A LOT of documentation online about hashing, doesn’t actually really talk about what they’re ACTUALLY hashing (like you said - things ABOUT the file (e.g. filenames) vs. file metadata vs. the actual data of the file itself.)
re: diff
Yeah, I am not using that because using czkawka
, I’ve already found mutiple copies of the same and/or similar files spread acrossed different directories.
(Sidebar: Interestingly enough, czkawka
does exactly what I am talking about here already - where it will first compare partial hashes to quickly rule out files that AREN’T duplicates of each other, and then out of the remaining results, then it will compare the full hash against each other. VERY cool program.)
So…I actually first ran it on a directory (iPhone backup of wife’s egregious taking of pictures of our kids) which had, I think something like just shy of 175k files. The program itself didn’t have any issues running. (It didn’t take that much memory).
Where I ran into a problem was that I think that it found something like a grand total of 45,000 duplicate files, in I forget how many thousands of groups, so it became a bit unwieldy for me to go through that many groups of duplicates (or try to) at once, so I had to break down the task into smaller chunks so that I would only be reviewing maybe like a few hundred groups of duplicate files at a time, so that it isn’t quite as daunting trying to review thousands of groups, for tens of thousands of duplicate files.

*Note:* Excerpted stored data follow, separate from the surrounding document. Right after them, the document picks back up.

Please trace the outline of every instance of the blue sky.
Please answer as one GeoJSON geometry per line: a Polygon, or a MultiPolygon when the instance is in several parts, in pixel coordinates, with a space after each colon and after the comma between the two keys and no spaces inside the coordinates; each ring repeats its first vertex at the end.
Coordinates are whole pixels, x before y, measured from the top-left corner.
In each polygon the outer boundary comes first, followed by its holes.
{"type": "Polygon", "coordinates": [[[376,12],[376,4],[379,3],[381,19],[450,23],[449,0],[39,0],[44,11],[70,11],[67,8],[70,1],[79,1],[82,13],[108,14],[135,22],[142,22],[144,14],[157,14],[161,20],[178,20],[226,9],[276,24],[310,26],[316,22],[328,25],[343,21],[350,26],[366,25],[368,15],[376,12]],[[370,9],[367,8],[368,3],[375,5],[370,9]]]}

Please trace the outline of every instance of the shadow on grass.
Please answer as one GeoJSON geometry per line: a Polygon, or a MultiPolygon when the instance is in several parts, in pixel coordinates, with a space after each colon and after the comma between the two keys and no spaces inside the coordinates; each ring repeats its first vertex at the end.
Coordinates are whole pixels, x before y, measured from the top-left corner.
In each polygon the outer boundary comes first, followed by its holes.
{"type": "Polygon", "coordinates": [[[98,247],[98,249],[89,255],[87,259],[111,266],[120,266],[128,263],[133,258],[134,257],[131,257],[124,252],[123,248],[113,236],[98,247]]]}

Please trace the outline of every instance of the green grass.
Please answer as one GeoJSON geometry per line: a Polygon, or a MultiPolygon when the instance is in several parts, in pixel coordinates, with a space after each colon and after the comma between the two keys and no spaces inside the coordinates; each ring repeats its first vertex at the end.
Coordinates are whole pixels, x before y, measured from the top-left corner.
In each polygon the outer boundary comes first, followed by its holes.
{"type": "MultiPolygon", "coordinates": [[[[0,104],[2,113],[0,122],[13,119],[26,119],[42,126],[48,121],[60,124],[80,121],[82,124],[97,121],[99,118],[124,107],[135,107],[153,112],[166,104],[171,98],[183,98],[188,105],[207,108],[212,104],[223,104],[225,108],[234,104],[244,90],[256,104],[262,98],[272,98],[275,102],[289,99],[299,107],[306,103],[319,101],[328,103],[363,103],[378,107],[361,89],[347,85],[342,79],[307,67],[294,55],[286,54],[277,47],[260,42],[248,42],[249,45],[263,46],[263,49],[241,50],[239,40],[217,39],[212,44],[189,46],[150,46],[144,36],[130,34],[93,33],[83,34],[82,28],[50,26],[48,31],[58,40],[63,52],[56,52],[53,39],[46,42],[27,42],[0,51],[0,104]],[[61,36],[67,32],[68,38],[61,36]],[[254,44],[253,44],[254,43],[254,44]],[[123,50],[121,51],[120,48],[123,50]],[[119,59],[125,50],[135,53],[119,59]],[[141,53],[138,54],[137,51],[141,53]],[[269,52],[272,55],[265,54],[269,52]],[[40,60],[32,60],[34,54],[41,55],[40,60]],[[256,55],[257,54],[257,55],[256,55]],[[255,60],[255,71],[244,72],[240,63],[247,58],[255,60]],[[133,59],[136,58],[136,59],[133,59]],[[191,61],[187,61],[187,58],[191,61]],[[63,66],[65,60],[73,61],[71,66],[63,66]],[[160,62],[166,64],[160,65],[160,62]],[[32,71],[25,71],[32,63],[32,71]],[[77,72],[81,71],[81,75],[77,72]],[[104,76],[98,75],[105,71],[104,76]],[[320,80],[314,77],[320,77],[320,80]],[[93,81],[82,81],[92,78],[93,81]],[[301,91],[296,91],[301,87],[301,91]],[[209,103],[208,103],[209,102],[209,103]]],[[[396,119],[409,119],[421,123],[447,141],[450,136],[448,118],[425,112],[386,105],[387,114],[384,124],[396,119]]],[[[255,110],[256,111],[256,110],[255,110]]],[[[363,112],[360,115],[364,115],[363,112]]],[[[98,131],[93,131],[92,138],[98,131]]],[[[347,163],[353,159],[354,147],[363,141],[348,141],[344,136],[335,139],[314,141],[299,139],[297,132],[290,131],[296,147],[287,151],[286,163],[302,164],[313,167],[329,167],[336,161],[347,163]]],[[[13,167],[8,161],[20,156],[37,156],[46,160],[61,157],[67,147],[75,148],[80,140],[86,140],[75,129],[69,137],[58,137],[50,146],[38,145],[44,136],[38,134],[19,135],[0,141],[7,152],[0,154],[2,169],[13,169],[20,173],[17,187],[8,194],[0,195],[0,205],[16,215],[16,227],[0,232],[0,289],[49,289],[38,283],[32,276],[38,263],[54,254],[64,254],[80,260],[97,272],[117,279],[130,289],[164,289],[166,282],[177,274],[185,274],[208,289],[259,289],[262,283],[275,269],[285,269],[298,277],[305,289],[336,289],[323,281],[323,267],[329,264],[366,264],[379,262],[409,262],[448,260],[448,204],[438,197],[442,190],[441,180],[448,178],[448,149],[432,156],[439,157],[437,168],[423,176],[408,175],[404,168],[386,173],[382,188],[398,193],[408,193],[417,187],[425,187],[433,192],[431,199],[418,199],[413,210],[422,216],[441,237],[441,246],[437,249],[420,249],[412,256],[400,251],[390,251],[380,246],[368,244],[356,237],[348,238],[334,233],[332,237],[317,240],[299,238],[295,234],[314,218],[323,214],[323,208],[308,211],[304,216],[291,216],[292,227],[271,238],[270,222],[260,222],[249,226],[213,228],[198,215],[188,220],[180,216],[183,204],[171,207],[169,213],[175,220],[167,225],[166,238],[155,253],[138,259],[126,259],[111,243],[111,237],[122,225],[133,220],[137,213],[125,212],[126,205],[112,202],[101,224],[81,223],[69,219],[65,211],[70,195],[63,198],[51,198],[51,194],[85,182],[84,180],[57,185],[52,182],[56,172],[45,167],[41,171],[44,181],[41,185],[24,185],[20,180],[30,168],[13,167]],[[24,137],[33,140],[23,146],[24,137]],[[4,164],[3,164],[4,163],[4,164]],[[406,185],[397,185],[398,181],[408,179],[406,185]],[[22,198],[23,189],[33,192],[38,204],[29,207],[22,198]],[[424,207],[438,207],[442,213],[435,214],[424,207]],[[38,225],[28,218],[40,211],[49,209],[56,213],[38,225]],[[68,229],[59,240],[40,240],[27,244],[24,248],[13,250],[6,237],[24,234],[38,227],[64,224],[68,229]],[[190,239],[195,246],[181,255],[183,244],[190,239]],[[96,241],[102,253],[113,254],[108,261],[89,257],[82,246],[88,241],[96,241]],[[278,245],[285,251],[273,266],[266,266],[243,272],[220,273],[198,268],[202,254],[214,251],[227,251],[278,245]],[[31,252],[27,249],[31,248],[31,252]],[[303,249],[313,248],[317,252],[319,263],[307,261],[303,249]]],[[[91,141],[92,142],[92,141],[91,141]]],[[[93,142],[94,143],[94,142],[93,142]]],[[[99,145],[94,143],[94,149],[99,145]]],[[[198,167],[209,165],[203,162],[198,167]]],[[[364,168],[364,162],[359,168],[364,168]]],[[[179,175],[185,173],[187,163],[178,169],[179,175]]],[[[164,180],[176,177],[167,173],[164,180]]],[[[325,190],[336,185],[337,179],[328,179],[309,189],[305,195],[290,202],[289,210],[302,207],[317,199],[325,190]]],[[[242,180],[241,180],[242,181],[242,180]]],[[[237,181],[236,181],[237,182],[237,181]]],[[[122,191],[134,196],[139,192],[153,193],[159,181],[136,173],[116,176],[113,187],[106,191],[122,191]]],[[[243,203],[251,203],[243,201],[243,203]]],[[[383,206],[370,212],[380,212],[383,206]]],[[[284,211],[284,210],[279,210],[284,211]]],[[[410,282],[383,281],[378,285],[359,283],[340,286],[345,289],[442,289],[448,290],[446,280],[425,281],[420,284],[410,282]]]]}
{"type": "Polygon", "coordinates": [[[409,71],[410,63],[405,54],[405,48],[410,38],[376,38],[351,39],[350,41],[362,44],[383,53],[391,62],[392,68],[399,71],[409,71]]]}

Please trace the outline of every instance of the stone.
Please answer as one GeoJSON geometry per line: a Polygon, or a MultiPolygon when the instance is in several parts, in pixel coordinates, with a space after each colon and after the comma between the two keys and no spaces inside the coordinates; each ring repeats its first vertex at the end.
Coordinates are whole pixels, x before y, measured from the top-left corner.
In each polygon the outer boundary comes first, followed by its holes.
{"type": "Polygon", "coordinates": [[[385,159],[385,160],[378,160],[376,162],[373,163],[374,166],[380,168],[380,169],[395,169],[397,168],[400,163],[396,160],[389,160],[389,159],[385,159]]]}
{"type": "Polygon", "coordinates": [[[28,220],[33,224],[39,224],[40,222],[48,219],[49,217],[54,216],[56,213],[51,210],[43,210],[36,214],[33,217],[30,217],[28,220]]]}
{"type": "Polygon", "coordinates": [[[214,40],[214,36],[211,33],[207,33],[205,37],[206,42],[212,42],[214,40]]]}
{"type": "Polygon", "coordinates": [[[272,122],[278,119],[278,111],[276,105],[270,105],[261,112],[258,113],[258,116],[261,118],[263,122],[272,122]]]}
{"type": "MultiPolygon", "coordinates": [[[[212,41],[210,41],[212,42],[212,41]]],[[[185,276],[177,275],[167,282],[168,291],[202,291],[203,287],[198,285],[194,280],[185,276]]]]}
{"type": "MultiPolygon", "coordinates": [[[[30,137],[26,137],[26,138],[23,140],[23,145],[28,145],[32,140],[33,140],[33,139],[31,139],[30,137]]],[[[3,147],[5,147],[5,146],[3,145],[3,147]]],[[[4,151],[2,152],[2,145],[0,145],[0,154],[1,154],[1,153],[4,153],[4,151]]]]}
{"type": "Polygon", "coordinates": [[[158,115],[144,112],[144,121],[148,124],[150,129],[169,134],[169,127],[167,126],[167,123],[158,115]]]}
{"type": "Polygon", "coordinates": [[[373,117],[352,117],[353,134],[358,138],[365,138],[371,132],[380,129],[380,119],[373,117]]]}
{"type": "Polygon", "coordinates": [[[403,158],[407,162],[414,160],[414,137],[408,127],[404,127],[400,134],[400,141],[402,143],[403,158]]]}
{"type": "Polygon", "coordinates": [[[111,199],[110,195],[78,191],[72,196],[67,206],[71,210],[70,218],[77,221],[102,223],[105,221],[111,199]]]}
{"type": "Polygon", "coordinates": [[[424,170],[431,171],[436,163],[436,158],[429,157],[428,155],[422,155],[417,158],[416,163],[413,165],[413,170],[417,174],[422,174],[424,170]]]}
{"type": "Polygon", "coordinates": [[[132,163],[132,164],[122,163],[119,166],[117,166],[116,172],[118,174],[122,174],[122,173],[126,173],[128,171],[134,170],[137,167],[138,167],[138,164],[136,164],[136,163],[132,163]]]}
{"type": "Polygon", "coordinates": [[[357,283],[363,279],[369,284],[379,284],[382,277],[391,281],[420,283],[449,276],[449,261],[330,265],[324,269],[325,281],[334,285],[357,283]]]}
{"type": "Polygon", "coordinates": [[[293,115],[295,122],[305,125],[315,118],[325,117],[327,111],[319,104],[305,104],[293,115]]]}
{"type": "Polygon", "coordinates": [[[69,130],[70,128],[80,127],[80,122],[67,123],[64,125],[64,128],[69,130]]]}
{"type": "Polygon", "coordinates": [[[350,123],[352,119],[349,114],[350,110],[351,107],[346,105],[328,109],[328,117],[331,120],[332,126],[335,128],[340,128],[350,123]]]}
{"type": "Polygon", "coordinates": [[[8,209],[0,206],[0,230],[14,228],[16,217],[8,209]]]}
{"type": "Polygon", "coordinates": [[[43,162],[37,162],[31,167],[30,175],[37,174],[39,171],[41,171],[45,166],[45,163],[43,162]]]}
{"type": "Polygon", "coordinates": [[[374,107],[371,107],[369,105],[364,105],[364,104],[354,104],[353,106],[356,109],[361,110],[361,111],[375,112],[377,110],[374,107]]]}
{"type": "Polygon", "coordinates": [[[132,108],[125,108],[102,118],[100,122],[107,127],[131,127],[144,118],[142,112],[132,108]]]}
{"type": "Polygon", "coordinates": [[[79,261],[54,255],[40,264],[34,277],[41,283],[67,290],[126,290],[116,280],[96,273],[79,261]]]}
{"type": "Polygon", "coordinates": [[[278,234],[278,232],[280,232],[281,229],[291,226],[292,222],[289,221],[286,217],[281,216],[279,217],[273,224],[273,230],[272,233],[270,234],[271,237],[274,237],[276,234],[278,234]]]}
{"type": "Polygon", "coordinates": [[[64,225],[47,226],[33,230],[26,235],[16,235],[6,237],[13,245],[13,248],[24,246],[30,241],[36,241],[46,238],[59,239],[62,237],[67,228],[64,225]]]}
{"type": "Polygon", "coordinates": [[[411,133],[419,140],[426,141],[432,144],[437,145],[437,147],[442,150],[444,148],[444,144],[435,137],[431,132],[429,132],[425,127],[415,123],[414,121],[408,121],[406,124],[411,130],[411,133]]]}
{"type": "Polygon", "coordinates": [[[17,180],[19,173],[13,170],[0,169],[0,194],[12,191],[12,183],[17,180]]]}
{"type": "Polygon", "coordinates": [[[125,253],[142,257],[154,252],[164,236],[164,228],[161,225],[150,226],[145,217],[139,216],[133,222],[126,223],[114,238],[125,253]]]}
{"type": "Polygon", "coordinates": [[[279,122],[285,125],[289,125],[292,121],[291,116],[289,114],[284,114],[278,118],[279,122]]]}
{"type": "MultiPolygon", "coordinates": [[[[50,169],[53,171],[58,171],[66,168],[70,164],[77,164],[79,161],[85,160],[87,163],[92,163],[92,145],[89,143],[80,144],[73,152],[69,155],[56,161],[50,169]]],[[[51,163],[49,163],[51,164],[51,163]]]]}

The computer and the program ran fine.
I am the limitation. (trying to make decisions about which copy to keep and which copies to delete)
So yeah…
No worries.
Some of the files are pretty much exactly identical. (i.e. multiple backups of wife’s iPhone pictures of our kids).
(I am deduping the folder(s) because I am prepping the folder to be written to LTO-8 tape, and writing a lot of JPGs is really slow on tape, so the fewer duplicates I am writing to said tape, the better it will be.)
Um…I think that running it once is probably good enough.
What I would REALLY wished for was a personally hosted “iCloud-like” service where wife can upload her pictures and then it will be smart enough to know which pictures, from her phone, has already been uploaded, and which one is new vs. it creating a duplicate copy automatically, and then my having to run a dedup after the fact.
I’m a GROSSLY underqualified sysadmin, so a Proxmox turnkey solution would be GREAT for something like that.
(I used to use Qnap’s Qphoto app, but she has so many pictures on her phone that her app just falls to its knees under that many pictures, so it doesn’t really work anymore.)